Civil parish in Kent, England

Orlestone is a mid-sized civil parish in Ashford District, Kent, England, with a population of 1,593. The centre of the parish is Hamstreet village which falls almost entirely within it but has a small fraction in the parish of Warehorne. The civil parish here reflects the very longstanding dominance of Orlestreet as its ecclesiastical parish boundary and provides a third alternative to most residents of Hamstreet to their village name, other than 'Ham Street'. Hamstreet is bypassed by the A2070 road, six miles south of Ashford.

==Description==
Most of the population live in a cross-civil parish settlement at the middle and edge of Orlestone, which is Hamstreet.

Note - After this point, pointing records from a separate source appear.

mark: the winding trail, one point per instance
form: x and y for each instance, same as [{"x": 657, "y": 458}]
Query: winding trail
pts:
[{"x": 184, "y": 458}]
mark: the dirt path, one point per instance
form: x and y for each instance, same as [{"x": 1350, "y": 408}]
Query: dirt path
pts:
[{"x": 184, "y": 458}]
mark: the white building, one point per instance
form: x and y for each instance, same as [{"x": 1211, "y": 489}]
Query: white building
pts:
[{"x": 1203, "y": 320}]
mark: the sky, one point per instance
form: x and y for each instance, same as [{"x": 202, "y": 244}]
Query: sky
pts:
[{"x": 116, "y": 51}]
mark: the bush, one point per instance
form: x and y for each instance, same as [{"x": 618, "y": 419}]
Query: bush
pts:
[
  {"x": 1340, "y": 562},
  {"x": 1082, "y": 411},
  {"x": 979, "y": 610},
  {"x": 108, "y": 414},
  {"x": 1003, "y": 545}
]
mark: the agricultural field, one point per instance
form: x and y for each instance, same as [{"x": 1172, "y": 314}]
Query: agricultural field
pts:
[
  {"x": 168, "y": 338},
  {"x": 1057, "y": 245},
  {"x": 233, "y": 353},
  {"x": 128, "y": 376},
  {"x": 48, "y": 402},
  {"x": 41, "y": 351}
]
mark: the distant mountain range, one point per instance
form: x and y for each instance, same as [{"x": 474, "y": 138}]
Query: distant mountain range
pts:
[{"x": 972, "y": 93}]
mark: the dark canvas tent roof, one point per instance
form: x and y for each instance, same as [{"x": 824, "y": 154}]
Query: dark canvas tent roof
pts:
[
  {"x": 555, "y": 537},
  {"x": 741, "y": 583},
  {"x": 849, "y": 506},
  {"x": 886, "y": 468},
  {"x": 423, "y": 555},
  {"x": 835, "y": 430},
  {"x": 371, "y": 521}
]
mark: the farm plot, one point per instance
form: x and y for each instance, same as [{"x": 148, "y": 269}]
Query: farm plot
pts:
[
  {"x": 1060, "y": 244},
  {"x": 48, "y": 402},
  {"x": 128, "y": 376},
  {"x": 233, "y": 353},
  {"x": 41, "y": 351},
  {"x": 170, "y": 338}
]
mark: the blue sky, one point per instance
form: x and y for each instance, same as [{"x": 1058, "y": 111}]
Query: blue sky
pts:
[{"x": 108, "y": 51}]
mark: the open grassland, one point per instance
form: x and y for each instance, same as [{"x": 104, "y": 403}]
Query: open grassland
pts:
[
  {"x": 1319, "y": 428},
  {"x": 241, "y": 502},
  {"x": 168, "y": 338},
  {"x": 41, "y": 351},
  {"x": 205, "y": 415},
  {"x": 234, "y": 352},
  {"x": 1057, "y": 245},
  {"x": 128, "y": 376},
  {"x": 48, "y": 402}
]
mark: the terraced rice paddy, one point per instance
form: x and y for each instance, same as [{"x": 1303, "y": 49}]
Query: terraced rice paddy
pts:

Orlestone itself is a small hamlet with a typical short street number of houses and the medieval parish church of St Mary the Virgin, parts of which date to the 11th century. Much of the population moved to Hamstreet (originally known as Ham) when the Ashford to Hastings railway opened in 1853; there was also a better source of water at the newer place.

Eponymous places in the civil parish are Orlestone Forest, and buildings such as Orlestone Grange and Orlestone Riding Centre (near Shadoxhurst). Also a neighbourhood of Hamstreet built in 2006 has been named Orlestone View, in addition to the already existing Orlestone Villas and Orlestone Rise.

As with Warehorne the north of the area is forested.

==Transport==
Ham Street railway station is central to Hamstreet and is also in approximately the midpoint of this parish.

Hamstreet is also served by the 11/11A/11B bus, which is operated by Stagecoach and runs from Ashford to Lydd and New Romney.